La prédilection des Hollandais pour Steen est méritée. Mieux que les deux Ostade, que Brauwer, Bega, Dusart, Brekelenkamp, etc., Jan Steen représente sincèrement et naïvement le côté badin des mœurs nationales, les fêtes et les amusements du pays. C’est la Hollande déridée ; c’est le sérieux et laborieux peuple batave, saisi dans le secret de sa gaieté intime, et pris en flagrant délit d’expansion, à table, le pot de petite bière en main, fredonnant des refrains bachiques, savourant le poisson aux pommes de terre, — ou au coin du foyer, lorsque l’enfant dépose son sabot dans la cheminée pour la visite du grand saint Nicolas, et que la ménagère accorte, dépendant un jambon fumé, lorgne du coin de l’œil le mari rubicond assis près du berceau. C’est pour cela que je le choisis entre beaucoup d’autres, et aussi, — dernière raison non moins concluante, — parce qu’il est beaucoup moins connu en France que la plupart de ses rivaux.

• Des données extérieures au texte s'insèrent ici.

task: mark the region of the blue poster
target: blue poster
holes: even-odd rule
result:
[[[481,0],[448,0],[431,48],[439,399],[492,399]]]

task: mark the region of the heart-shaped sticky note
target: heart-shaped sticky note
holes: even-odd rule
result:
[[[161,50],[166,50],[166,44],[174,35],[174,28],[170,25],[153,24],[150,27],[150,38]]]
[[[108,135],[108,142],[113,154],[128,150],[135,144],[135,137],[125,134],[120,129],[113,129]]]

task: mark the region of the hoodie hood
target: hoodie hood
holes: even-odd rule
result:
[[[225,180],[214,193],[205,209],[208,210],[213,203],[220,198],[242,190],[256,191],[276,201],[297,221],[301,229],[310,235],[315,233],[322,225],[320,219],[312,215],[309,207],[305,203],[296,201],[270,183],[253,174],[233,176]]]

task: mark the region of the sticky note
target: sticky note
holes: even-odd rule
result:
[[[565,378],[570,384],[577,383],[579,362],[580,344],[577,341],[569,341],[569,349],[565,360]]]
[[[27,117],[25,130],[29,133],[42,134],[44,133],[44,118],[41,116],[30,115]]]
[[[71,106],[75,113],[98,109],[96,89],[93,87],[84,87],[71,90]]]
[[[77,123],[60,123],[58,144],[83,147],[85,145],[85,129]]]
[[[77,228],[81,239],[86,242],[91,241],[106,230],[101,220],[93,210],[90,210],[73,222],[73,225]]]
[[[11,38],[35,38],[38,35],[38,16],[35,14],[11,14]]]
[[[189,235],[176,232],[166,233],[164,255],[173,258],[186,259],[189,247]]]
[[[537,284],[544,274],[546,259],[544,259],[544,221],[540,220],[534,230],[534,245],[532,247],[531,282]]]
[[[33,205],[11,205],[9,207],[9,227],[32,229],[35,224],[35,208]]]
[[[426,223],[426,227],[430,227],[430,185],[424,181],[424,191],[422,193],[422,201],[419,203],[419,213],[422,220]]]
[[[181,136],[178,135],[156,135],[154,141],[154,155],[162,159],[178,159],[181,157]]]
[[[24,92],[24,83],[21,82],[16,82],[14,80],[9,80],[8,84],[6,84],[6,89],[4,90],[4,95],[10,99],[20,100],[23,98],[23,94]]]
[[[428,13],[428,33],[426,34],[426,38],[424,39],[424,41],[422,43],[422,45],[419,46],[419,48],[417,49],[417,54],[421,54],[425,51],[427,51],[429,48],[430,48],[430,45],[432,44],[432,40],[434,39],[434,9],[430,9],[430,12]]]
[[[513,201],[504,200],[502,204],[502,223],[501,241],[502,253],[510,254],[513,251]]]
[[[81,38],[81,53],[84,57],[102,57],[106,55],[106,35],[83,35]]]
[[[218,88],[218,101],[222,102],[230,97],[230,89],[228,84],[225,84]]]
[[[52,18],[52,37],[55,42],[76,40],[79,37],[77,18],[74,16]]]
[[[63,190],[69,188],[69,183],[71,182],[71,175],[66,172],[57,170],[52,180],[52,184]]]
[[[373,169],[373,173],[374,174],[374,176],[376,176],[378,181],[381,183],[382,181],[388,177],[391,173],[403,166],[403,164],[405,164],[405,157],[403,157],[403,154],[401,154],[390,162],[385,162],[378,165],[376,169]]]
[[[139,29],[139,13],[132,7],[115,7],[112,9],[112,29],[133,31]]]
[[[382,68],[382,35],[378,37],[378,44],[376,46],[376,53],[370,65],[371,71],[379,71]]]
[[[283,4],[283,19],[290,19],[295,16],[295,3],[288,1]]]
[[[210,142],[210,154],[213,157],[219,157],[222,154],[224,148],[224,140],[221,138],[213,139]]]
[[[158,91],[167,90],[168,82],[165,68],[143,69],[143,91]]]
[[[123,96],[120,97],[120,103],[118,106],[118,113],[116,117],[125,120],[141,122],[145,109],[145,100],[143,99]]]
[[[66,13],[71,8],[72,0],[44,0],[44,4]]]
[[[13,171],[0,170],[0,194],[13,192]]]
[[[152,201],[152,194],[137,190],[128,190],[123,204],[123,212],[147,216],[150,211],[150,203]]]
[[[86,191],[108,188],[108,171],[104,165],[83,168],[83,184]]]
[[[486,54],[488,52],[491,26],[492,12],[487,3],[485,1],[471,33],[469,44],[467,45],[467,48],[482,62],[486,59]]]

Nous avons bien au Louvre, il est vrai, un de ses tableaux, parfaitement authentique, où l’on peut prendre une idée de sa manière, mais rien qu’un, et ce n’est pas assez. Sans compter que ce tableau-là n’est pas de ses meilleurs, au moins pour la naturelle et facile allure de l’ensemble et pour la saveur du coloris. Mais on trouve Steen à chaque pas en Hollande[29]. Toutes les collections publiques et particulières l’étalent à la place d’honneur. Cela commence (ou du moins commençait-il y a quelques années) à Dordrecht par la galerie de M. de Kat, et se poursuit sans interruption jusqu’au fond de la Frise. Au musée de Rotterdam, Steen se montre déjà pour ainsi dire au complet, non pas dans sa plus belle manière, mais sous ses diverses faces : comme peintre d’intérieurs familiers et plaisants, avec la Saint-Nicolas, de scènes de places publiques et de petites comédies médicales, avec l’Extraction du caillou, voire comme peintre religieux et portraitiste. La Saint-Nicolas a bien de la gaieté, de l’esprit, de la vérité et de la finesse, mais la couleur en est un peu terne et grise, comme il arrive parfois aux tableaux de Steen. Il a souvent traité ce sujet, et l’une de ses meilleures toiles en ce genre, par le naturel des attitudes, la vérité de l’expression et la verve tempérée, c’est celle du musée d’Amsterdam, où l’on reconnaît en partie la famille du peintre, qui lui servait presque toujours de modèle et que nous retrouverons fréquemment encore. Jan Steen a surtout prodigué dans ses toiles sa ronde et vive ménagère, s’il est permis d’employer ce terme hasardé en parlant de la gaillarde fille de Van Goyen, si bien faite pour un mari comme le sien. Les mêmes personnages reparaissent périodiquement chez lui, comme dans les pièces de Molière ou la Comédie humaine de Balzac ; mais il les a sous la main, dans sa maison, et généralement il ne va pas les chercher ailleurs.
[29] Moins encore toutefois qu’en Angleterre. On comprend cette prédilection de la patrie d’Hogarth pour Jan Steen.